Gray Wolves Poised to Lose Protected Status

The gray wolf population across the United States has rebounded to the point that it will soon lose its protected status, the federal government announced Wednesday.

(CN) – The gray wolf population across the United States has rebounded to the point that it will soon lose its protected status, the federal government announced Wednesday.
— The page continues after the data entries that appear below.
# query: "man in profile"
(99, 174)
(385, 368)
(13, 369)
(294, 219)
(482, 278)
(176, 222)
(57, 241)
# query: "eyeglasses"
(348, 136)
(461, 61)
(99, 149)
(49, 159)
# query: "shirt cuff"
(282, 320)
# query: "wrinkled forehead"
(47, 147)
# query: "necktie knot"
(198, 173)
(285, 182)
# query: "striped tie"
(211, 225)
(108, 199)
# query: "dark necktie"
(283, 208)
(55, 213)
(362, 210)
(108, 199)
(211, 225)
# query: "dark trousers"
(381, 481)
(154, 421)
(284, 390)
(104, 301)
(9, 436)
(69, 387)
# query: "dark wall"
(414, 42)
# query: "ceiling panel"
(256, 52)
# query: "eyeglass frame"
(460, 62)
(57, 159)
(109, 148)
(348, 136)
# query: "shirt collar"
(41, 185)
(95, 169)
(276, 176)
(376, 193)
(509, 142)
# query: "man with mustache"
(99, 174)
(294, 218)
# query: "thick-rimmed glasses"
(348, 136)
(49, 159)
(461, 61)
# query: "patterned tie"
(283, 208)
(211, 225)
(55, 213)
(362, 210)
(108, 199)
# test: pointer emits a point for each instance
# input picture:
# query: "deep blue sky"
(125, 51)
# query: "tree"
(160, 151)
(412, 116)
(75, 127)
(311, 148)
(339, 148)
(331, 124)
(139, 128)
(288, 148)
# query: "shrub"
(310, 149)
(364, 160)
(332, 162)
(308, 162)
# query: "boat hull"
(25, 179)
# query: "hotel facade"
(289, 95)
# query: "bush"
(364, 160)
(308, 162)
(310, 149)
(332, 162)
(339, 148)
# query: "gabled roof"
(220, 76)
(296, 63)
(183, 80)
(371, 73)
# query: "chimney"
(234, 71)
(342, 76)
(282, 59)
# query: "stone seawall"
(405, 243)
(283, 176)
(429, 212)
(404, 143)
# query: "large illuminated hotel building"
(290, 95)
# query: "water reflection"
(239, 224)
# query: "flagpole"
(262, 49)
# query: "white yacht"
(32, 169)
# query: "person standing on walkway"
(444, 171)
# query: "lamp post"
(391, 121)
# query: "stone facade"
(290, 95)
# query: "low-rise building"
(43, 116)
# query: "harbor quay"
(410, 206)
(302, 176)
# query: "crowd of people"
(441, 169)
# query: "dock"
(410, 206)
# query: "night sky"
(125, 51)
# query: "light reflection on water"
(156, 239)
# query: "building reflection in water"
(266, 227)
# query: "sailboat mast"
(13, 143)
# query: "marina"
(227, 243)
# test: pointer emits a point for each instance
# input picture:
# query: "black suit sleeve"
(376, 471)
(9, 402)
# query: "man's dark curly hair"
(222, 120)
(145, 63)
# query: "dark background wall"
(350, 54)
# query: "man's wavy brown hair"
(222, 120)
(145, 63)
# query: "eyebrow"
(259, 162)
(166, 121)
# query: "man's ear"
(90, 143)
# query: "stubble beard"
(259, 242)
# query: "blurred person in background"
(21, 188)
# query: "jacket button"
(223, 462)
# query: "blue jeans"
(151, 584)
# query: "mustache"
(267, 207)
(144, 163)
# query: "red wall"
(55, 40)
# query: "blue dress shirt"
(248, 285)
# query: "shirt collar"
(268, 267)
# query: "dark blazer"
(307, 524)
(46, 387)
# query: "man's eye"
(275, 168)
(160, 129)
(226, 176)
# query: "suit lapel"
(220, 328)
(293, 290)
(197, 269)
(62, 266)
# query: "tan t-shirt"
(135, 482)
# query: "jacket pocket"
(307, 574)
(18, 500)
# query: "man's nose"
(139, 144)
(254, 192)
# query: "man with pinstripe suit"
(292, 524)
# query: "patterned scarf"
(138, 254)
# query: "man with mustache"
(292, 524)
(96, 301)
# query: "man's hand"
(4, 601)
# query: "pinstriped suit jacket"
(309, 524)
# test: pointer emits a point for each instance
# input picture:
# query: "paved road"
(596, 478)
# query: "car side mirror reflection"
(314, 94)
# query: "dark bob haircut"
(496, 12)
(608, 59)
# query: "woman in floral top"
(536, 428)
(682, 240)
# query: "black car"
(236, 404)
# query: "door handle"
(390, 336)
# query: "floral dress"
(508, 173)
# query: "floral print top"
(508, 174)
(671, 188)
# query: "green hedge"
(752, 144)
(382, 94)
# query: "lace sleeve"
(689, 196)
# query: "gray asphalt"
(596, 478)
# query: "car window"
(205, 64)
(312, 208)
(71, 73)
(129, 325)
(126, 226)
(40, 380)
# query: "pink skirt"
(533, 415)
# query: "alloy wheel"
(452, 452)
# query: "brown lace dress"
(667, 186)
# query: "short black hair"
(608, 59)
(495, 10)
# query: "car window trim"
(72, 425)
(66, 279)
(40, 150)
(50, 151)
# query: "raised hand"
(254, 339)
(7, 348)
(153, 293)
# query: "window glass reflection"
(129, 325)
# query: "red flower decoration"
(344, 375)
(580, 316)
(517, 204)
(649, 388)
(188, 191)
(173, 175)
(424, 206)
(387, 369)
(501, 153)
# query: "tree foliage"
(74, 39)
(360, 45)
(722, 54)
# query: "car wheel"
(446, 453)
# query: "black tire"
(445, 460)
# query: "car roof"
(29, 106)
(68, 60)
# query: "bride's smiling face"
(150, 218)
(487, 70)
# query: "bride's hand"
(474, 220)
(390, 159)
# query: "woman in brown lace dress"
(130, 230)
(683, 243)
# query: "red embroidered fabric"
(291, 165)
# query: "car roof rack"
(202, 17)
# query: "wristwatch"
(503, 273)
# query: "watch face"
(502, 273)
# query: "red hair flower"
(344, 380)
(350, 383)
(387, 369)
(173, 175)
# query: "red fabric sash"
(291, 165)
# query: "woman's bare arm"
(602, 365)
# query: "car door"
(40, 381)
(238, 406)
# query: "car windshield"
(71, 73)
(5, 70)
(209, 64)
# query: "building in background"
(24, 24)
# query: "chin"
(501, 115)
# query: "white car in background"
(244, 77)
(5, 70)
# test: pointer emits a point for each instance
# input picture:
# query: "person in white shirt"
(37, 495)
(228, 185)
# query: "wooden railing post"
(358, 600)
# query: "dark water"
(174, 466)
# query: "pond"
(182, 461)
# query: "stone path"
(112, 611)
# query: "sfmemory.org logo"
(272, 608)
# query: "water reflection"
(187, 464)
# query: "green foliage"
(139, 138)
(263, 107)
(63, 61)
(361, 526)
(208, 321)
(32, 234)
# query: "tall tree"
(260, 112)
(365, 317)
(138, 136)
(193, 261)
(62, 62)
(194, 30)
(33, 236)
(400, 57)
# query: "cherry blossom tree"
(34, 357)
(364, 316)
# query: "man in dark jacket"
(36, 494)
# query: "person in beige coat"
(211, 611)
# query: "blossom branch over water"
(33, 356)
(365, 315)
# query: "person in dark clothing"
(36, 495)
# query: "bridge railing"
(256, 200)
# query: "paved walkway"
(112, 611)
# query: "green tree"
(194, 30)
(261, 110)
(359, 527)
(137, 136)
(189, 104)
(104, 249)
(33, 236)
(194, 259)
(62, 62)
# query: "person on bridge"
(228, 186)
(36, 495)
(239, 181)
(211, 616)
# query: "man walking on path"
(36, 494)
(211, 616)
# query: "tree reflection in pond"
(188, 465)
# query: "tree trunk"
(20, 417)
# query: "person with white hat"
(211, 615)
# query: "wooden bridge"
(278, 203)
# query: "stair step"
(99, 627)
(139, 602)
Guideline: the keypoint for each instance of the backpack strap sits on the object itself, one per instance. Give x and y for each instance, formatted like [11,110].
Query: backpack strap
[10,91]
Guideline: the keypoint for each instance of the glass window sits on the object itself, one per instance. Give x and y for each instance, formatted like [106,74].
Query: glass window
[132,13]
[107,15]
Acting U.S. Interior Secretary David Bernhardt said the federal government would work to remove the gray wolf’s protected status from the lower 48 states. Gray wolves nearly disappeared from the United States in the early 20th century due to overhunting of the American bison and an extensive use of strychnine poison in predatory control programs. But a spokesperson for U.S. Fish and Wildlife said Endangered Species Act protections have allowed the gray wolf population, like the bald eagle, to return from the brink of extinction.

Environmentalists fear removing the gray wolf’s protected status will make the animal vulnerable to trophy hunters and trappers.

“The livestock industry and trophy hunters want wolves dead, but we’ll make sure the feds fulfill their obligation to restore wolves across the country,” Collette Adkins, a senior attorney at the Center for Biological Diversity, said in a statement.

The House of Representatives approved a bill to remove gray wolf protections last November. The Manage Our Wolves Act allows the Interior Department to remove the wolves’ protected status, enshrine that policy in law and restrict judicial review of listing decisions.

The new proposal returns management of gray wolves to the states and Native American tribes. The removal of protected status is a big win for hunters and property owners who will be allowed to kill wolves.

Natural habitat ranges for the gray wolf include Canada, Alaska, and the Great Lakes states, along with small populations in Washington, Idaho, northern Oregon and Montana.

The gray wolf received federal protection in the 1970s. Former President Barack Obama initially removed protections for the gray wolf due to what the administration believed was a significant resurgence of its numbers.

But a federal court reversed that decision in 2014 after determining the U.S. Fish and Wildlife Service failed to adequately prove the population had recovered.

Only about 1,000 gray wolves remained when they received protected status in 1975. Today, estimates show about 5,000 wolves live across the contiguous United States and even more in pockets across other regions.

The Center for Biological Diversity, which plans to fight the delisting in court, says the latest efforts to remove the wolves’ protected status will slow or stop any recovery progress. Wolves will likely not be able to thrive in ranges where they have not been seen in decades, like the Adirondacks in northeastern New York state or the southern Rockies in Colorado.

After the new proposal to delist the gray wolves is published in the Federal Register later this year, the public will be able to comment. There is no set timeframe for when that will happen.

The Center for Biological Diversity sued the federal government last year for lacking a national recovery plan for gray wolves.